Industrial users must also be comfortable with the fact that they are giving up control by entering into a sale/leaseback transaction. This adjustment can be difficult for users who are used to being the sole owners of their properties. There are good reasons to believe that prices will continue to rise, despite the frenetic industrial sales market.
Due to the lack of steel and lumber, and the difficulties in getting them, there is a limit on how much development can occur. Scarcity pricing is also continuing to be driven by a limited supply of assets.
The viability of an industrial user's sale-leaseback transaction will ultimately come down to the company's priorities and whether they value flexibility and working capital over security.
The calculus for investors is riskier but can be equally rewarding.
Do Your Research On An industrial Sale-Leaseback Opportunity
W.P. Carey is the most experienced property owner in industrial sale-leasebacks. This has been the firm's main focus since its founding in 1973.
Sale-leasebacks for industrial buildings are our bread and butter.
W.P. was intrigued by these investments. Carey: The facilities are often very crucial to the company doing the sale-leaseback and that's why we were interested in these investments. We're long-term holders and want to own something the company plans to use for a long time.
In an ideal scenario, W.P. Carey's investment thesis seems very simple. Together with the equity investors, we are betting that the company will be successful over a long time. If we are correct, we will collect rent for a primary lease term of 15 or 20 years for starters and possibly [execute] renewals.
What happens if they are wrong?
It all depends on the market and assets involved. High-end properties, such as biotech or food manufacturing facilities, pose a higher risk than generic properties like last-mile fulfillment centers. This risk is greater in smaller markets, but it is slightly less in larger ones.
His first section includes elements that are consistent across all real estate deal types and asset classes. He recommended that potential investors order an environmental phase I (and a Phase II study if necessary) and have an engineer inspect the property to assess its structural integrity. Finally, he reviewed the title and survey.

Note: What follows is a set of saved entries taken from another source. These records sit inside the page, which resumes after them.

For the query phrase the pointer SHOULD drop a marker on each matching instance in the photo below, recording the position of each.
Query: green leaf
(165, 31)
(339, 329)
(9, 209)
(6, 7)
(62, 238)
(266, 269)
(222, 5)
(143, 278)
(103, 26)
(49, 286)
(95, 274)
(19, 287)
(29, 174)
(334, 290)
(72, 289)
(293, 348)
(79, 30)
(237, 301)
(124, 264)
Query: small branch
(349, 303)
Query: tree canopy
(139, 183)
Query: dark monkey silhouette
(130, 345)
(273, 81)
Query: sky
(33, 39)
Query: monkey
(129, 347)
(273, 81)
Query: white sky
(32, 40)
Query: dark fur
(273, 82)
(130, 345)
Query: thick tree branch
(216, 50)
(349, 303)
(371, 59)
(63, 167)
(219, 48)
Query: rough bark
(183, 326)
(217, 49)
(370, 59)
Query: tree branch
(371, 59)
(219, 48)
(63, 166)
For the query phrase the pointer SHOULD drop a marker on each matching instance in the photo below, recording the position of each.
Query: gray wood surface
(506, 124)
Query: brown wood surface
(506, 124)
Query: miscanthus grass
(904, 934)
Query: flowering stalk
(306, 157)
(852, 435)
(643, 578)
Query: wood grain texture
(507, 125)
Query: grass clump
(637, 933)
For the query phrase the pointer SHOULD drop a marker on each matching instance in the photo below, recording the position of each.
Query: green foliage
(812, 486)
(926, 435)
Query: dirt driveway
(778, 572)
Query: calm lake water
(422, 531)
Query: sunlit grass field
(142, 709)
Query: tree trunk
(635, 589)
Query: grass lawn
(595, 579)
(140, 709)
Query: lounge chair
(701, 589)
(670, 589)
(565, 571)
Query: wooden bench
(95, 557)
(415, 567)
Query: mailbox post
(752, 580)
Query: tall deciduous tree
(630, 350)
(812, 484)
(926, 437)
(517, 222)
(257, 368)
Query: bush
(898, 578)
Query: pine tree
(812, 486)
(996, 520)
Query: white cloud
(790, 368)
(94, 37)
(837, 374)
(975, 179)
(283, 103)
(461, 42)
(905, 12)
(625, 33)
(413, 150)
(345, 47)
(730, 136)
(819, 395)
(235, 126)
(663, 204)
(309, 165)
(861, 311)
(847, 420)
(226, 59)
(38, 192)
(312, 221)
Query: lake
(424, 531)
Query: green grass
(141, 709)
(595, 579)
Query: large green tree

You must ensure that you are purchasing a piece of clean real estate.
The next step is to review the company that will sell you the property.
It is important to fully understand the industry and the company's place within it. Also, you need to know about any potential threats to the industry or the company. It is essential to examine the credit to understand the reasons the building is so important for the company and to determine the company's financial outlook in the short, medium, and long term. It is important to review the balance sheet of the company. You should examine their attitudes towards leverage and how they've fared in downturns.
This process shows that a sale-leaseback transaction can be more than just a real estate deal. It's more like creating a long-term, mutually-beneficial partnership.